Plaintiff's claim regarding the independent certification of the Development Fee is also unpersuasive. Mr. Yankee's testimony disclosed that Invenergy management provided the information that Deloitte relied on to certify the eligible cost basis:

Q: And Deloitte relied on Invenergy to provide assurance that all of the accounting records supporting the eligible costs were valid, accurate, and complete. Is that right?

A: Yes.

Q: And it also relied on Invenergy management to assure them that the costs included in the eligible cost basis were determined in accordance with Section 1603. Is that right?

A: Yes.

Q: And Invenergy did the initial determination about how costs would be categorized. Is that right?

A: Yes.

Q: And then Deloitte & Touche tested that categorization by sampling certain costs. Is that right?

A: Yes.

Q: And so, as part of the [audit] examination, Deloitte & Touche didn't verify all costs.

A: Correct.

(Tr. 692:13-693:19)

Jonathan Malacarne, director of accounting at Invenergy, testified about Invenergy's accounting practices associated with the wind energy facilities. He described accounting journal entries that show business purposes for the transactions. However, plaintiff did not show the journal entries and, therefore, the court must rely on Mr. Malacarne's self-serving testimony alone.

In sum, plaintiff proffered: an independent certification of the Development Fee that is based on information from Invenergy management; a development agreement without quantifiable services; and a round-trip wire transfer that began and ended in the same bank account, on the same day, none of which were corroborated by independent testimony. This falls well short of the burden under the sham transaction doctrine.

What remains is the uncontested fact that plaintiff benefitted from the round-trip transaction; a higher cost basis results in an increased Section 1603 payment. The sham transaction on which the $60 million Development Fee is based lack a business purpose or economic substance. Therefore, defendant is entitled to recapture the amount of the counterclaim.

CONCLUSION

We have seen no basis on which to award plaintiff an additional cash grant. Plaintiff did not quantify the development services and insufficient objective evidence to show the transaction is not a sham. Plaintiff also claims that a cash grant is due because Treasury approved full payments to other related entities. Not only is this a weak argument logically, plaintiff sued for additional money in this case and the court reviews these actions de novo. The lawsuit resulted in the discovery process that revealed the questionable origin of plaintiff's claimed Development Fee. Therefore, plaintiff's claim for reimbursement of an additional $12,707,011 cash grant is without merit.
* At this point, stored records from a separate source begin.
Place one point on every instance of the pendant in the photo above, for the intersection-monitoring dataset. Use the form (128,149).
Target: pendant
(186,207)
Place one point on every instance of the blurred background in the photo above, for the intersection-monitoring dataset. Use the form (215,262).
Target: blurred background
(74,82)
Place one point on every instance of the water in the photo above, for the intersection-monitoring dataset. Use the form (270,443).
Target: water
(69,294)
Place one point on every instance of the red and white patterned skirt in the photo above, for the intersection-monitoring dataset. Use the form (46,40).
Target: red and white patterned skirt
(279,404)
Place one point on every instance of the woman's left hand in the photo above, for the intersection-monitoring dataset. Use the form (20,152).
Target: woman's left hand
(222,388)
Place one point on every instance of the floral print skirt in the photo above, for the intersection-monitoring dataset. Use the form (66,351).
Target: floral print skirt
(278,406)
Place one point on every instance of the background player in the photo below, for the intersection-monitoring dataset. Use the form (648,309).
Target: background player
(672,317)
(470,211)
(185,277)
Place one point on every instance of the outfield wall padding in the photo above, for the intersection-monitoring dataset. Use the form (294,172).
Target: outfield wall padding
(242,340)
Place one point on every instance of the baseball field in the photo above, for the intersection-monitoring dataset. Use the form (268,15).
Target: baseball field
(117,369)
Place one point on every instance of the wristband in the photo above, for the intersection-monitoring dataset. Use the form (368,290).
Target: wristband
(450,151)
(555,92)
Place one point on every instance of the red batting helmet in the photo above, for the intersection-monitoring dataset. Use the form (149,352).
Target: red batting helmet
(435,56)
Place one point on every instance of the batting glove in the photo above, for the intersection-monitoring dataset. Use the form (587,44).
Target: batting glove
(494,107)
Plaintiff Bishop Hill's complaint is DISMISSED; Defendant's counterclaim is GRANTED. The Clerk of Court will enter judgment for defendant in the amount of $4,380,029. No costs.

IT IS SO ORDERED.

Robert H. Hodges, Jr.
Judge

FOOTNOTES

1California Ridge Wind Energy, LLC v. United States, C/A 1:14-cv-00250-RHH; and Bishop Hill Energy, LLC v. United States, C/A 1:14-cv-00251-RHH. Plaintiffs California Ridge Wind Energy, LLC, and Bishop Hill Energy, LLC, are entities owned by a parent company, Invenergy Wind, LLC. The facts, with slight variations in dates and dollar amounts, the law, and the reasoning in this Opinion are the same in both cases.

2Cases arising under Section 1603 tend to focus on one element of the cost basis. This dispute arose over plaintiff's calculation of a fee for development services. The term “Development Fee(s)” is capitalized in this Opinion hereinafter.
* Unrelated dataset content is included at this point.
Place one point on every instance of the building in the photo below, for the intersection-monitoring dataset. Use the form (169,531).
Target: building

3Pub. L. No. 111-5, 123 Stat. 115, 364–66 (Feb. 17, 2009).

4See the parties' Stipulation of Facts: C/A No. 14-250, Dkt. 98; C/A No. 14-251, Dkt. 196 (explaining differences between the closely-named entities of Invenergy, LLC; Invenergy Wind North America (“IWNA”) at ¶¶ 39, 41; and Invenergy Wind Development North America (“IWDNA”) at ¶¶ 70, 71). (ECF No. [x] (Order amending the opinion issued on January 7, 2019).)

5See page 151 of the trial transcript, Tr. 151:3-20. (ECF No. 249 (Order amending the opinion filed on January 7, 2019).)